Photograph: Courtesy of Korai Kitchen

A tiny mother-and-daughter food venture earned a nomination for the prestigious James Beard Award for Chef Nur-E-Gulshan Rahman, and a highly coveted three-star rating from The New York Times. Here is a closer look at how Bangladeshi flavours are winning hearts and minds in New Jersey.

America is experiencing a renaissance in Bangladeshi cuisine. It feels like stumbling into the kitchen at midnight, opening a pot on the stove, and discovering something simmering that smells so good it heals a part of you; the part of you that misses warm home-cooked meals prepared by loving hands. Across the country, tiny Bangladeshi restaurants, often no frills and intimate, are pulling people in through their doors with the force of bold flavours. 

Bangladeshis know what this is all about. These spaces are familiar. They resemble the kitchens and dining spaces Bangladeshi people have grown up in. The ones where our grandmothers and mothers created dishes that stood the test of time and memory. 

In the heart of Korai Kitchen, a small but bright restaurant in New Jersey, the whiffs of mustard oil transport patrons to traditional Bangladeshi homestyle kitchens. Founder Nur-E Gulshan Rahman, or better known as “Amma” to everyone who has passed through the Korai Kitchen orbit, didn’t set out to create a trendy spot for New Jersey’s foodies. Korai Kitchen opened in February 2018. Amma and her daughter, Nur-E Farhana, have cultivated the restaurant to offer patrons the same meals Amma fed her own children. She maintains her cooking to be the same as how she cooks at home: meals are made with generational cooking methods, with portions being generous, and with Amma refusing to make changes in the dining experience to suit inexperienced or delicate palates. 

Although the bulk of Korai Kitchen’s patrons experience Amma’s dishes through take-out or delivery, Korai Kitchen offers a dine-in experience aptly named “Amma’s Dinner.” This dining experience is what drew in reviews by The New York Times and three Michelin stars. The world wants a bite of Amma’s Dinner!

Amma’s Dinner at Korai Kitchen is an experience.

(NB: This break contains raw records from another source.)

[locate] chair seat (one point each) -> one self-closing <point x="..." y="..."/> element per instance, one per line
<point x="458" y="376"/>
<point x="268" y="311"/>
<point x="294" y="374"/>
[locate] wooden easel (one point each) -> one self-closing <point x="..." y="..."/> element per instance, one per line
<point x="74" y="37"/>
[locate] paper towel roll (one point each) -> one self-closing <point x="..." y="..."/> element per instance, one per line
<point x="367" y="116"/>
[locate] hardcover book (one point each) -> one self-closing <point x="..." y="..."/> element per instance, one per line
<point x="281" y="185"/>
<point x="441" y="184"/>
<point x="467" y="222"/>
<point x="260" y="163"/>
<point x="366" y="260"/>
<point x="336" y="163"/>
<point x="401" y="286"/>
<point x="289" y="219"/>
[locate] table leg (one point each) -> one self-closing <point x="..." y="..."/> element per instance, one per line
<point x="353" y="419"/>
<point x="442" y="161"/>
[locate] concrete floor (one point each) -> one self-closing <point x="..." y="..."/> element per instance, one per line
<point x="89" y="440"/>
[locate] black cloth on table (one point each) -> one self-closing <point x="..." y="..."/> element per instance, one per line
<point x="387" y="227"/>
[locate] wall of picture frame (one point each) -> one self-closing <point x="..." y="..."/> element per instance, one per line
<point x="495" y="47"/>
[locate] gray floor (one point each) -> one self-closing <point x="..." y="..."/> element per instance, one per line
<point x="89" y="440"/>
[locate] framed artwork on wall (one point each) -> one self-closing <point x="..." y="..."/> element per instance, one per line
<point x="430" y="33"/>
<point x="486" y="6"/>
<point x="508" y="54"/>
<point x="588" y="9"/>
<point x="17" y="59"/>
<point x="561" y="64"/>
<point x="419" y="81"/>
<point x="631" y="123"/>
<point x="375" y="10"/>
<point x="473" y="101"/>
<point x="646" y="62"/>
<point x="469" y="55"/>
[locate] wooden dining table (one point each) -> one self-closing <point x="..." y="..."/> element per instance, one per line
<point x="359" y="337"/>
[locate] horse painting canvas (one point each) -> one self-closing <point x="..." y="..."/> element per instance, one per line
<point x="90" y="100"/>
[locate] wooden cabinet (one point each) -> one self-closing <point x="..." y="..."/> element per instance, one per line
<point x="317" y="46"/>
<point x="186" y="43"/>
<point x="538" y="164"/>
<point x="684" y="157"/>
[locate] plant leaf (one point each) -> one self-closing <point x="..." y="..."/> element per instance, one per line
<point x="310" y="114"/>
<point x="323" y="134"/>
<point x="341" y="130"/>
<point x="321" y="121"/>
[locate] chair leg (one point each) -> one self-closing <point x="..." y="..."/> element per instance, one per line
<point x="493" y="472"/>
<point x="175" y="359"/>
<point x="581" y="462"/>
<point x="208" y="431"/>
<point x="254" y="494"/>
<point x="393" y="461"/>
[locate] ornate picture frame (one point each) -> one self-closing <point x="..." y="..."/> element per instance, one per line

Half of it is the magic of communal gathering in the small, simply decorated restaurant space to experience storytelling through food and conversation. The other half is a gastronomic journey through what Amma has decided will be on the menu that night. The experience consists of traditional bhortas and shared platters (because Bangladeshi food is not meant to be eaten alone, but with community and presence). You may be lucky enough to taste Amma’s hilsa fish in mustard sauce or beef rezala. Every spoonful carries with it memories of Bangladesh. 

To attend Amma’s Dinner, one needs to reserve seats through Korai Kitchen’s website. But good luck, because their reservations are booked solid, usually months in advance. Amma wanted her guests to eat the way she grew up eating — surrounded by people, noise, and love. In short, if you make it to Korai Kitchen, and maybe even experience Amma’s Dinner, you will experience the bold, emotional, and overflowing energy of Bangladesh on a plate. THAT is why people sign up weeks in advance. It is why The New York Times praised this little Bangladeshi institution. That is why Michelin gave it three stars. Korai Kitchen may be a small restaurant in New Jersey, but it is also a portal into experiencing the warmth and love that emanates from a Bangladeshi kitchen.